Although actually, Lucy applies it as a metaphor, imagining what secrets her classmates might be hiding, and hoping they are just as dire as hers... but she is soon distracted from these thoughts by the events of her own life. For, shortly after suddenly realizing that she has caught the attention of the cute guitar-playing guy upon whom she has had a crush for three years, she arrives home to find that, in a tragic confluence of asthma and National Geographic magazine, her mom is lying dead in the hallway.

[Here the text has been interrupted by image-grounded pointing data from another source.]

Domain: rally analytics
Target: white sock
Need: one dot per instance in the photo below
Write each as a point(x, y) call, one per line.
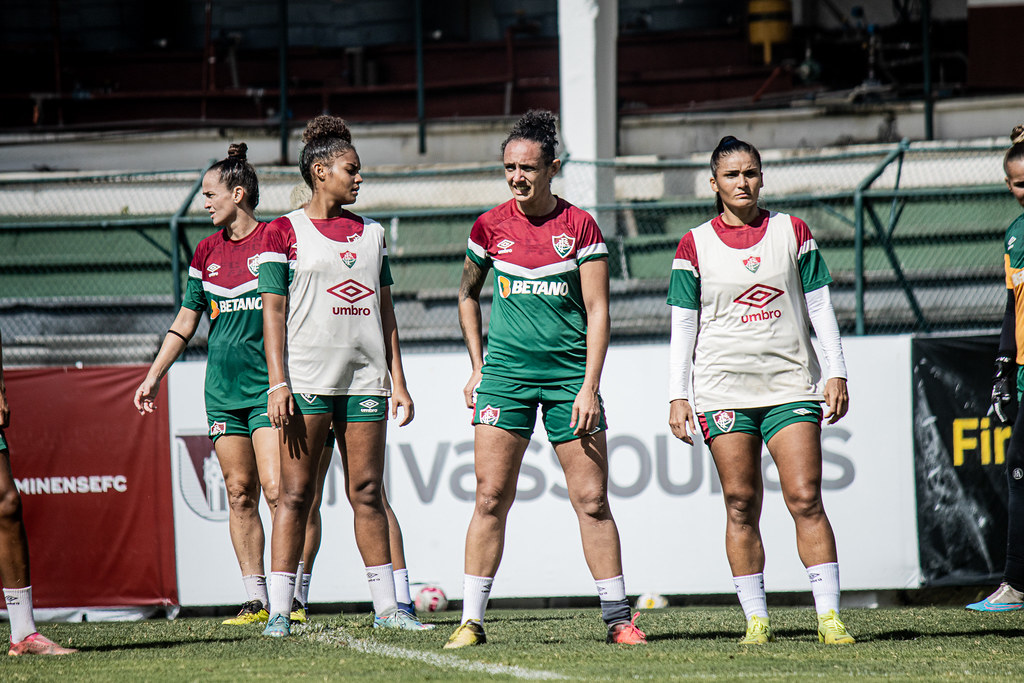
point(282, 592)
point(299, 573)
point(255, 585)
point(381, 580)
point(611, 590)
point(751, 591)
point(475, 591)
point(23, 622)
point(824, 586)
point(401, 592)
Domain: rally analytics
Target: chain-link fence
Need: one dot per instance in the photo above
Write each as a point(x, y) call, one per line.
point(92, 266)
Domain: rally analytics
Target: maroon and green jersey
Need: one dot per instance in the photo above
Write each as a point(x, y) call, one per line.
point(538, 327)
point(222, 280)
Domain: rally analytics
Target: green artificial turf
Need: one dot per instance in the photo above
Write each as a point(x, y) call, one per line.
point(685, 643)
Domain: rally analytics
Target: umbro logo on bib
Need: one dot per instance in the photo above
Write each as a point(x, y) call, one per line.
point(725, 420)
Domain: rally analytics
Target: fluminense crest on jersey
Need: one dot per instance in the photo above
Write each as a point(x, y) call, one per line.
point(507, 288)
point(725, 420)
point(504, 287)
point(350, 291)
point(759, 296)
point(489, 414)
point(563, 244)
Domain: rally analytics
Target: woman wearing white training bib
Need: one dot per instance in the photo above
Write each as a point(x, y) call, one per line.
point(745, 287)
point(333, 359)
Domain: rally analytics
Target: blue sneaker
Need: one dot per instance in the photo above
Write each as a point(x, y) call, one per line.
point(1005, 599)
point(400, 620)
point(278, 627)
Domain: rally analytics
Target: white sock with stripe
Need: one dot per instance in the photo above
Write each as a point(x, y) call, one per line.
point(23, 622)
point(282, 591)
point(475, 592)
point(824, 586)
point(381, 581)
point(751, 591)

I think it sounds funnier than it is. It's not funny. (It's a little bit funny.) It is to Ms. Omololu's credit that she maintains a strict deadpan here. Lucy neither rends her hair nor bursts into song. She is frightened, grossed out, guilty, sad, and overwhelmed. In other words, she reacts realistically. And, exhibiting both the brutal pragmatism and poor judgment of youth, she can't bring herself to call 9-1-1 and allow strangers to come into that house, even to take her mother's body away.

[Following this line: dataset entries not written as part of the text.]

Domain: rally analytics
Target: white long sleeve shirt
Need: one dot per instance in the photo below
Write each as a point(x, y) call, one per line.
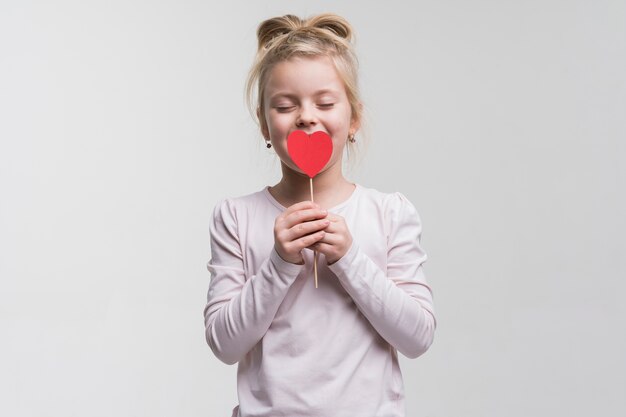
point(329, 351)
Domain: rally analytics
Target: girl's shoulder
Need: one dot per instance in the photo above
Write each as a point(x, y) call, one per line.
point(388, 202)
point(230, 208)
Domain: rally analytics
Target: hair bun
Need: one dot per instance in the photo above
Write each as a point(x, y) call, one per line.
point(334, 23)
point(276, 26)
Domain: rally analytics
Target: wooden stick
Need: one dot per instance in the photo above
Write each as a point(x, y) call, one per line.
point(314, 251)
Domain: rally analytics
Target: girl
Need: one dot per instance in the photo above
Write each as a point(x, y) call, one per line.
point(303, 351)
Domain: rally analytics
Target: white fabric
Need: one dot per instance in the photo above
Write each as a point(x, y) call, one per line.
point(327, 351)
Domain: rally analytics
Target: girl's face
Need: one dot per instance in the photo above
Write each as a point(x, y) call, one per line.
point(306, 94)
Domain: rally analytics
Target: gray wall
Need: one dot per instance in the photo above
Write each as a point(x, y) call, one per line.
point(122, 123)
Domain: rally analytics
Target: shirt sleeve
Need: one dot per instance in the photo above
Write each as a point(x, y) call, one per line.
point(397, 302)
point(239, 311)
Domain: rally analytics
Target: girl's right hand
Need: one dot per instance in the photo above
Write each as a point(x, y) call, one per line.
point(298, 227)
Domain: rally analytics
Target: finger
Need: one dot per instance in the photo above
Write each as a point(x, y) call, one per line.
point(303, 215)
point(300, 206)
point(306, 228)
point(308, 240)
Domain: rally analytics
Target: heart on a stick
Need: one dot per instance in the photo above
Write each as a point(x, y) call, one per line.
point(309, 152)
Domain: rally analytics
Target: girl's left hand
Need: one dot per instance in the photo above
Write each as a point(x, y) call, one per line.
point(336, 241)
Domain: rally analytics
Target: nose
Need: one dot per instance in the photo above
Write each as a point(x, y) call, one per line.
point(307, 116)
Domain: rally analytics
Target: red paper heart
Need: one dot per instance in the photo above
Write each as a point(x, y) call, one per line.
point(309, 152)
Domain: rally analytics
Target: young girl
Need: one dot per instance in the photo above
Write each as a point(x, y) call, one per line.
point(303, 351)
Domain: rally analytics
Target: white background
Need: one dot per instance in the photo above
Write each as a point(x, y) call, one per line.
point(123, 122)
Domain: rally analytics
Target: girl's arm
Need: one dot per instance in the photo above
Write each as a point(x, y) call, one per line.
point(239, 312)
point(398, 303)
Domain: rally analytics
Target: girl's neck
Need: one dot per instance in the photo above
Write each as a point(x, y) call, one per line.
point(330, 188)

So Lucy puts off calling the paramedics (luckily it's winter, and the furnace in their house hasn't been seen, much less repaired, in years) until she can muck out at least the parts of the house that they will see when wheeling in a gurney. She boxes up newspapers and fills garbage bags by the dozen. While she's doing so, she remembers previous attempts to scrape away at the filth and her mother's reaction when any of her "treasures" were moved. She remembers friendly moments between them. Discoveries both wistful (Oh yeah, mom used to play piano) and grisly (So that's what happened to my hamster) trigger glimpses of her mother's decline, her possible predisposition to this particular kind of madness, the compartmentalized nature of her life.
Lucy does some excellent therapeutic "work" during the course of the book. She discovers, literally, what to keep and what to throw away from her past. She stands up to her bossy older sister, and declares that the mess she has inherited is not her fault. And yet - none of this seems obvious. The conclusions she reaches and the actions she takes seem perfectly organic, and not engineered. Again, this is skillful work by Ms. Omololu.
For one thing, the phrase "mental illness" never appears anywhere in the book. We never "meet" Joanna in the present - she's dead by the time she appears, and our experience of her is entirely through the lens of Lucy's memories. I get that. Hoarding is a mystery to those of us who don't do it, and probably to those who do. Because the motivations for hoarding behavior are still not well-understood, it makes sense to keep observations of Joanna at one remove. In addition, this is Lucy's book, not her mother's. Regardless of why Joanna is the way she is, Lucy is the one who has to cope with her crap.
Boy I'll say one thing for hoarding - nobody has to resort to metaphor when discussing the effect it has on others.
I've got a family member whose house is likely to collapse in on itself at any moment. There are adult children in that family, one of whom lives at home like Lucy, the other of whom left and went far away and doesn't come home. In a note, Ms. Omololu states that she has done research with Children of Hoarders. Certainly one imagines that Dirty Little Secrets will be a much-needed mirror book for people in that situation.
On the other hand, I'm a little amused that first, Lucy's mom dies, and, in the end, Lucy burns the house down - that's got to be some powerful wish fulfillment for those kids, and probably not recommended in the therapeutic context. For one thing, Lucy is left with an even bigger secret than before, one that she doesn't even share with her siblings.
Yet I still say, "Good for you, Ms. Omololu! Therapy is as therapy does, but a little violent fantasy never hurt anyone!"